Die Rechtsbeschwerde wird nicht zugelassen.
Gründe:
I. Der Kläger/Beschwerdeführer will mit seiner Beschwerde die Bewilligung von Prozesskostenhilfe erreichen.
Der Beschwerdeführer hat mit seiner Klage einen Anspruch auf Schmerzensgeld aus einem Arbeitsunfall geltend. Die Beklagten sind seine ehemaligen Arbeitgeber. Der Beschwerdeführer hat hierzu vorgetragen:
Die Beklagten hätten ihm den Auftrag erteilt, von einem ca. 6 Meter hohen Bauwerk eine Fahne herunter zu holen. Bei dem Versuch, seinen Auftrag auszuführen, sei er, der Kläger, von der Leiter abgestürzt. Die Ursache hierfür liege zum einen in der großen Höhe sowie in der Tatsache, dass die Beklagten keinen Helfer zur Verfügung gestellt hätten, der die Leiter habe festhalten oder auf andere Art sichern können.
Durch den Sturz habe er sich einen kompletten Unterarmbruch links mit Bruch der Speiche am Übergang vom körpernahen zum mittleren Drittel bzw. Bruch der Elle im mittleren Drittel, eine Schädigung der motorischen Handteile des Nervus Radialis mit Ausprägung einer posttraumatischen Fallhand zugezogen.

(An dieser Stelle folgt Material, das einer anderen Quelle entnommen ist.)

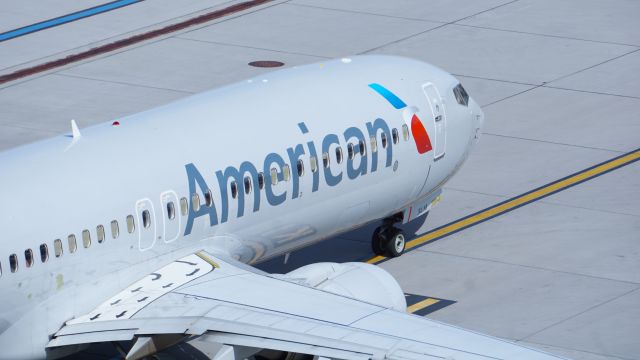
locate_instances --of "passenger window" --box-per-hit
[453,84,469,106]
[67,234,78,254]
[40,244,49,262]
[229,181,238,199]
[204,189,213,207]
[167,201,176,220]
[126,215,136,235]
[142,210,151,229]
[82,230,91,249]
[402,124,409,141]
[244,176,251,194]
[347,143,355,159]
[111,220,120,239]
[191,194,200,212]
[53,239,62,257]
[296,159,304,176]
[24,249,33,267]
[369,136,378,153]
[358,140,367,156]
[180,198,189,216]
[282,164,291,181]
[9,254,18,273]
[96,225,106,244]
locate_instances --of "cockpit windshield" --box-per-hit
[453,84,469,106]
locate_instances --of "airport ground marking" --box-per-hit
[366,148,640,264]
[0,0,274,85]
[0,0,144,42]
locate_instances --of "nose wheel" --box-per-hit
[371,226,406,257]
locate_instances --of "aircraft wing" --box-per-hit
[47,252,558,360]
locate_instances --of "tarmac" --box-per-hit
[0,0,640,360]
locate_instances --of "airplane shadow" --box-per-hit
[254,216,427,274]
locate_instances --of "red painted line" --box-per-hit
[0,0,273,85]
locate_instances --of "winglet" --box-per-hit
[71,120,82,140]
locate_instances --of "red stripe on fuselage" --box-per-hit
[411,115,433,154]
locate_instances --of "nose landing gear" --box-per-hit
[371,220,406,257]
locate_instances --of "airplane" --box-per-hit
[0,55,557,360]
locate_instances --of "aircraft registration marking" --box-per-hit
[367,149,640,264]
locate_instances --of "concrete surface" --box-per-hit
[0,0,640,360]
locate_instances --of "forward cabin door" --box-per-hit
[160,191,181,242]
[422,83,447,160]
[136,199,158,251]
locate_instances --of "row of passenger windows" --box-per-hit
[0,125,409,276]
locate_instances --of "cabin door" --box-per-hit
[136,199,158,251]
[422,83,447,160]
[160,191,182,243]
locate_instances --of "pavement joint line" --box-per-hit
[358,0,520,55]
[542,84,640,100]
[0,0,144,42]
[452,73,542,86]
[416,247,640,286]
[481,132,624,154]
[482,85,542,108]
[446,187,640,217]
[513,340,638,360]
[288,3,446,24]
[0,0,274,85]
[173,35,333,60]
[454,23,640,48]
[366,148,640,264]
[49,72,195,95]
[542,48,640,85]
[518,287,640,341]
[0,0,245,75]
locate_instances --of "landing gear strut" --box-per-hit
[371,215,405,257]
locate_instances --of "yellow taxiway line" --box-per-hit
[367,149,640,264]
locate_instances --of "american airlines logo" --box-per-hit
[184,84,432,236]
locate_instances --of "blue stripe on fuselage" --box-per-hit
[369,83,407,109]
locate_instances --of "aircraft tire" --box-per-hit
[371,226,387,256]
[384,228,407,257]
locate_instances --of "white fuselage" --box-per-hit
[0,56,482,358]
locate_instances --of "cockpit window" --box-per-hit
[453,84,469,106]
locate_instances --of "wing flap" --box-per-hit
[49,252,558,360]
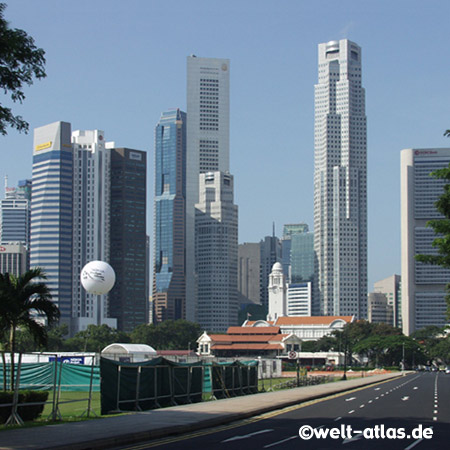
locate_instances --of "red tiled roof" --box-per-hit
[211,344,284,350]
[227,326,280,334]
[245,320,273,327]
[276,316,354,327]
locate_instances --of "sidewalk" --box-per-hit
[0,372,401,450]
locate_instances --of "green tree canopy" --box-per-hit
[0,3,46,135]
[0,268,59,388]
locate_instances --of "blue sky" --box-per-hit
[0,0,450,290]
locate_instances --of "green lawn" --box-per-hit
[40,392,100,420]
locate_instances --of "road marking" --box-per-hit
[342,431,363,444]
[263,434,298,448]
[405,438,423,450]
[222,428,273,443]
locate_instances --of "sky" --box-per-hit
[0,0,450,291]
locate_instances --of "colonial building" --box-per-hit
[197,326,301,358]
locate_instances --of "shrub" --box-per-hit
[0,391,48,423]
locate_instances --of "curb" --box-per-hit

Das Arbeitsgericht hat durch Beschluss vom 10.03.2004 den Antrag auf Bewilligung von Prozesskostenhilfe zurückgewiesen und dies wie folgt begründet:
Unstreitig habe der Kläger sich die Verletzungsfolgen bei einem Arbeitsunfall zugezogen. Schmerzensgeld könne er daher nur bei einem vorsätzlichen Handeln der Beklagten fordern. Dieses sei nicht vorgetragen. Voraussetzung sei, dass die Beklagten die Verletzungsfolgen bewusst und gewollt herbeigeführt hätten und für den Fall des Eintritts auch gebilligt hätten.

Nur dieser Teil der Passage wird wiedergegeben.